While many future NHL first-round selections have used the World Junior A Challenge as a showcase of their skills – think Kyle Turris, Nikita Filatov and Jaden Schwartz – for others it has been a proving grounds of sorts.
“Oh, absolutely," said Stu MacGregor, head scout for the Edmonton Oilers, when asked if the tournament can determine whether or not a player is drafted. “A number of players from the World Junior A Challenge end up being drafted based in part on how they perform at the tournament. It is such a good opportunity for the NHL to see those players play and get to see them in a highly-competitive environment.”
Kellen Jones is just such a player. Drafted 202nd overall by the Oilers after winning a pair of RBC Cup championships with the BCHL's Vernon Vipers and earning an NCAA scholarship to Quinnipiac University, Kellen joined with his twin brother Connor and Cody Kunyk (the 2009-10 Canadian Junior Hockey League player of the year) to form one of the most lethal trios in World Junior A Challenge history last year in Summerside; the line combined for 26 points in five games to help Canada West to a silver medal, turning the heads of the 150+ scouts in attendance.
“(Kellen) and his brother Connor, in my mind, took over that tournament and were dominant factors and certainly drew our attention and interest,” said MacGregor. “I can guarantee it will be well covered by the scouts this year in Penticton.”
Even though the Jones’ couldn’t lead Canada West to gold, an impression was left with the Oilers. Kellen said the NHL club was planning to come watch him play for the Vipers, but bad luck hit and the left winger ended up with a broken jaw, keeping him on the sidelines.
Jones returned in time to help the Vipers become the first team in 20 years to defend its National Junior A Championship in early May, before getting his summer started off on the right foot.
Believing the NHL Entry Draft was a one-day affair, Jones took to the pitching mound on June 26 with the goings-on in Los Angeles far from his mind.
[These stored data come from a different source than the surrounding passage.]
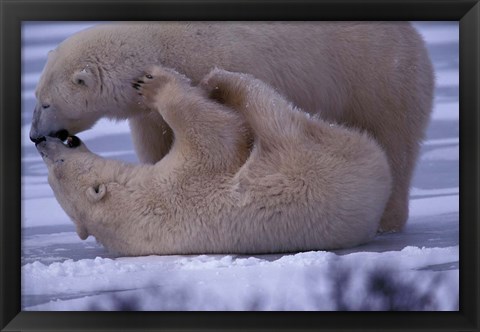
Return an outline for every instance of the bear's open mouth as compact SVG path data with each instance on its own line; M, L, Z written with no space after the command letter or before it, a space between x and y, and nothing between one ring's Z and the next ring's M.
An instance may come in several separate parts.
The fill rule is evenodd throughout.
M62 129L57 131L52 136L60 139L62 142L65 142L65 140L68 138L68 131L66 129Z
M66 129L57 131L53 136L65 143L69 148L76 148L81 143L80 138L69 135L68 130Z
M61 139L60 137L57 137L58 139ZM47 140L47 138L45 136L42 136L42 137L39 137L37 138L34 142L35 142L35 147L42 143L42 142L45 142ZM82 141L80 140L80 138L78 138L77 136L67 136L65 137L65 139L62 140L63 144L69 148L76 148L77 146L80 146L80 144L82 144Z
M68 136L66 140L66 144L69 148L76 148L81 143L80 138L78 138L77 136Z

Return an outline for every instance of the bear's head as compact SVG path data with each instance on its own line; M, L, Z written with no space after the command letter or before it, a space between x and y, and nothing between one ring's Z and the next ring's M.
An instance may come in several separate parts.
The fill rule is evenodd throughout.
M92 204L107 193L105 184L94 174L98 157L77 137L68 137L65 144L60 139L44 137L35 145L47 165L48 183L57 201L76 224L79 237L86 239L86 211L91 212Z
M103 117L126 119L138 113L131 82L142 73L143 62L108 29L81 31L49 52L35 91L32 141L62 131L77 134Z

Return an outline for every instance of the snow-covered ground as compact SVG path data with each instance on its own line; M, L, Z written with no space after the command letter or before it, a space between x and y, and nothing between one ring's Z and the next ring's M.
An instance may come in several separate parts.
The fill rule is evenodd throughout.
M457 22L415 22L437 83L402 233L333 252L148 257L81 241L28 138L48 50L90 25L22 27L22 310L458 310ZM80 137L105 157L137 161L125 122L100 121Z

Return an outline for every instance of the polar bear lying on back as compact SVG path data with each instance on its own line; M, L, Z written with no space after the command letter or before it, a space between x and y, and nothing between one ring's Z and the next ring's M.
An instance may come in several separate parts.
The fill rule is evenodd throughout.
M134 87L174 132L155 165L37 143L82 239L148 255L335 249L375 236L391 177L367 134L312 118L246 74L215 69L194 87L154 67Z

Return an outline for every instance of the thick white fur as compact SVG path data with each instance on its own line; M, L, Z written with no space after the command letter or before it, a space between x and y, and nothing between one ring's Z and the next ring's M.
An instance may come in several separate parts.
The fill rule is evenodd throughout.
M81 238L148 255L335 249L375 236L391 178L368 134L313 118L246 74L213 70L193 87L149 73L137 100L175 136L155 165L50 137L37 146Z
M366 130L385 149L393 192L380 231L400 230L429 114L433 73L409 23L128 23L94 27L51 52L37 88L31 136L71 134L101 117L128 118L140 161L172 144L158 112L143 112L130 84L150 64L194 83L214 67L251 73L310 114ZM43 108L42 108L43 106Z

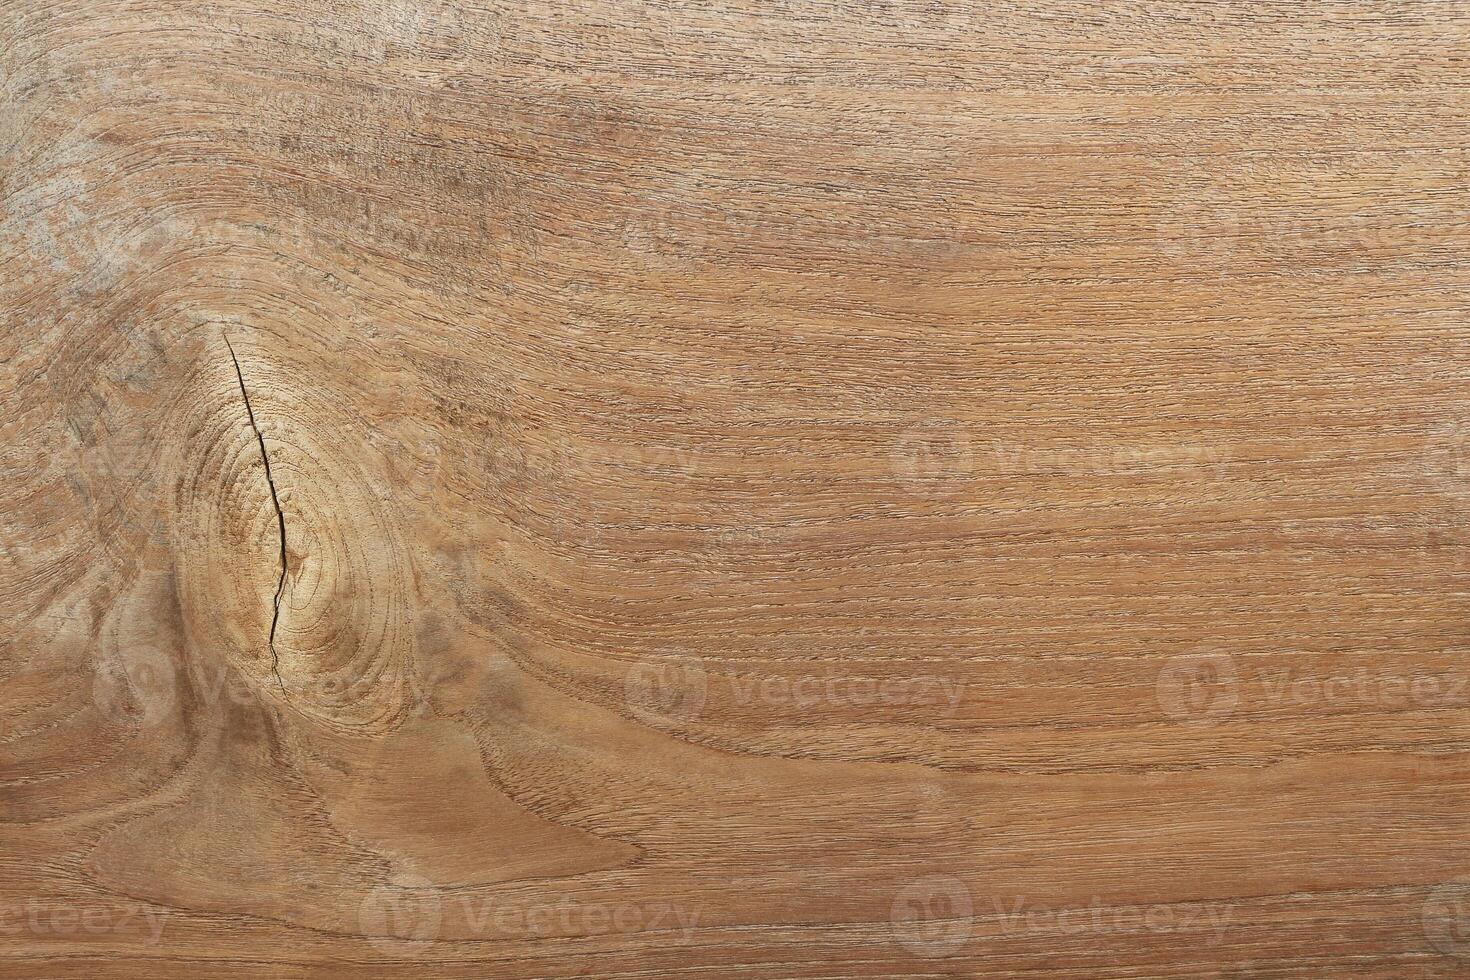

Glancing at his phone while in the dugout, he noticed a plethora of missed calls, texts and messages noting he had been the 202nd overall pick.
“I looked at one and saw I had been drafted to Edmonton ... I went to their development camp in July and got to stay in the Oilers’ dressing room. I had never even been to an NHL rink before. As my dad said, that might as well be my first time,” laughed Kellen.
One year before Jones’ breakout in Summerside, Mike Cichy had been struggling to find wins and points with his club team, the USHL’s Tri-CIty Storm, but still earned the call to represent his country for the second year in a row, this time in Camrose, Alta.
“My team had been losing a lot, it was a rough situation for all us,” Cichy admitted.
The World Junior A Challenge was an opportunity for the centre to turn his luck around. A morale-boosting victory over Canada East carried over into a four-point night and player of the game honours in a 8-2 victory over Russia. Cichy went on to help the U.S. defeat Canada West 7-1 for the gold medal and capped off his coming-out party with MVP honours and a spot on the tournament all-star team.
“It was huge for me,” Cichy said. “I wasn't on the radar of any NHL team and I think playing the way I did put me on the map. Scouts started calling, my agent was talking to me more about getting drafted. I think it boosted my stock.”
Still, the humble hockey player didn't think he was in any NHL team’s plans. While at a religious outing and about to offer support to a friend who was nervous about giving a speech, a call came.
“I told my friend I would be there for him because he was so nervous and as he walked away the phone rang and my advisor told me I had been drafted by the Montreal Canadiens. It is a memory I will cherish forever,” said Cichy, who was picked 199th overall by the Habs.